W Gdańsku trwa budowa głębokowodnego terminalu kontenerowego T3, który ma zwiększyć możliwości przeładunkowe tego portu. Z kolei w Świnoujściu prowadzona jest rozbudowa infrastruktury dostępowej do planowanego głębokowodnego terminalu kontenerowego, która wzbudza obawy wśród niemieckich władz i organizacji ekologicznych. Niemcy wyrażają zaniepokojenie zwiększeniem ruchu towarowego i związanym z nim hałasem oraz zanieczyszczeniami.

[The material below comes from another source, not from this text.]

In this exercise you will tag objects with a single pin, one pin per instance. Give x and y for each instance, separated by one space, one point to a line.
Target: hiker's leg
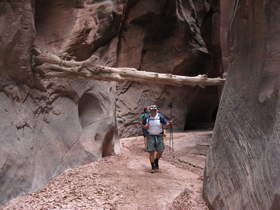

Niemniej władze Polski deklarują, że inwestycja w Świnoujściu jest strategiczna i będzie konsekwentnie realizowana w nadchodzących latach. Dzięki tym projektom, port w Gdyni, port Gdańsk i port Świnoujście mają stanowić silną konkurencję dla niemieckich portów, takich jak Hamburg, oraz stać się istotnymi węzłami logistycznymi w regionie Morza Bałtyckiego.